Buddy Oldfield

Personal information
- Full name: Norman Oldfield
- Born: 5 May 1911 Dukinfield, Cheshire, England
- Died: 19 April 1996 (aged 84) Cleveleys, Lancashire, England
- Batting: Right-handed
- Role: Batsman

International information
- National side: England;
- Only Test (cap 310): 19 August 1939 v West Indies

Domestic team information
- 1948–1954: Northamptonshire
- 1935–1939: Lancashire

Career statistics
| Competition | Tests | FC |
| Matches | 1 | 332 |
| Runs scored | 99 | 17,811 |
| Batting average | 49.50 | 37.89 |
| 100s/50s | 0/1 | 38/100 |
| Top score | 80 | 168 |
| Balls bowled | 0 | 190 |
| Wickets | 0 | 2 |
| Bowling average | – | 60.50 |
| 5 wickets in innings | – | 0 |
| 10 wickets in match | – | 0 |
| Best bowling | – | 1/0 |
| Catches/stumpings | 0/– | 96/– |
- Source: CricketArchive, 18 December 2008

= Buddy Oldfield =

English cricketer and umpire

Norman "Buddy" Oldfield (5 May 1911 - 19 April 1996) was an English cricketer and umpire who played in one Test in 1939 and later umpired in two others. Between 1935 and 1939 he played first-class cricket for Lancashire, before the Second World War interrupted and ended a promising start to his Test career. Oldfield changed clubs and played for Northamptonshire between 1948 and 1954.

==Career==
===Lancashire===
Oldfield joined the Lancashire staff in 1929, but had to wait until 1935 before he could make his debut. His performance prompted Neville Cardus, a cricket journalist, to compare Oldfield's strokeplay to that of Johnny Tyldesley. Oldfield shared in a 271 run partnership with Eddie Paynter when Paynter scored 322 in five hours in 1937 (the innings is the third highest individual score for Lancashire). Oldfield again successfully paired up with Paynter in 1938 when they set a record of 306 for the third wicket; this record stood until 1990 when it was bettered by Michael Atherton and Neil Fairbrother.

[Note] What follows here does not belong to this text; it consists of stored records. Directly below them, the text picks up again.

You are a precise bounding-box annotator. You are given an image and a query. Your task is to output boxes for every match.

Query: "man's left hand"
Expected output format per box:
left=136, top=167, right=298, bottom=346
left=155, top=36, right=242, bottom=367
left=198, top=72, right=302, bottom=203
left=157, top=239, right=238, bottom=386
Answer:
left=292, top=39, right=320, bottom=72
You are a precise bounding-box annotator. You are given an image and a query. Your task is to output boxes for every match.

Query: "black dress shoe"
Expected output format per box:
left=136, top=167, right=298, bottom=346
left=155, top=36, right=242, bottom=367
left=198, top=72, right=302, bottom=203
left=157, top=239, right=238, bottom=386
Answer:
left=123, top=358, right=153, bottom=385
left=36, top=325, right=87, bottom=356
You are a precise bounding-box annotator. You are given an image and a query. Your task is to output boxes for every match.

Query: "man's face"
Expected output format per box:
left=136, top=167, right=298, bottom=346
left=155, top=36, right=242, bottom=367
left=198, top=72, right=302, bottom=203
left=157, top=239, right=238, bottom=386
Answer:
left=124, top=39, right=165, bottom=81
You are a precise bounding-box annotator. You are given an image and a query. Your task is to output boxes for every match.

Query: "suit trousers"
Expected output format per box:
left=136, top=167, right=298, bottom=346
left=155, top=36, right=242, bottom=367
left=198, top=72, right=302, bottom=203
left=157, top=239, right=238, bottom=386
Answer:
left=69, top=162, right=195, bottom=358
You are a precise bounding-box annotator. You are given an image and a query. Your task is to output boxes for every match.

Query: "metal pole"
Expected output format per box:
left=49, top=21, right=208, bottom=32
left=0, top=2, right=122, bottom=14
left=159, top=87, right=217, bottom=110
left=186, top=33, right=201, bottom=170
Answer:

On 19 August 1939, Oldfield made his Test debut, aged 28, against the West Indies. He made scores of 80 and 19 in what was his only Test match. A few days after the match ended, the Second World War broke out and he did not play first-class cricket until 1948, and curtailing what could have been a long Test career. He holds the record for most runs by an England player who has played only one Test.

===Northamptonshire===
After the war ended and first-class cricket resumed, the 35-year-old Oldfield could not agree terms with Lancashire and left. In later years, he reflected that it had been a mistake to leave Lancashire. In the 151 first-class matches he played for Lancashire, Oldfield scored 7,002 runs at an average of 35.72 with 12 centuries.

Oldfield played for two seasons in the Lancashire League before joining Northamptonshire for the 1948 season. He enjoyed playing against the team that had spurned him, scoring three centuries against Lancashire. In only his second season with Northamptonshire, Oldfield scored 2,192 runs, a record for the team. Oldfield was never given his cap by Lancashire, but was awarded one by Northamptonshire in 1948 for his productive summer. In 1949/50, Oldfield toured India with the Commonwealth XI. Northamptonshire held a benefit year for Oldfield in 1953 which raised £2,728.

Despite his regret about leaving Lancashire, he was more successful for Northamptonshire, scoring 9,321 runs at 38.51 in 159 matches. After retiring from first-class cricket in 1954, Oldfield became an umpire. He umpired between 1954 and 1965 and stood in two Test matches, one in 1960 and one in 1962. He returned to Old Trafford in 1968 when he became Lancashire's coach, and held the position for five years. He died on 19 April 1996.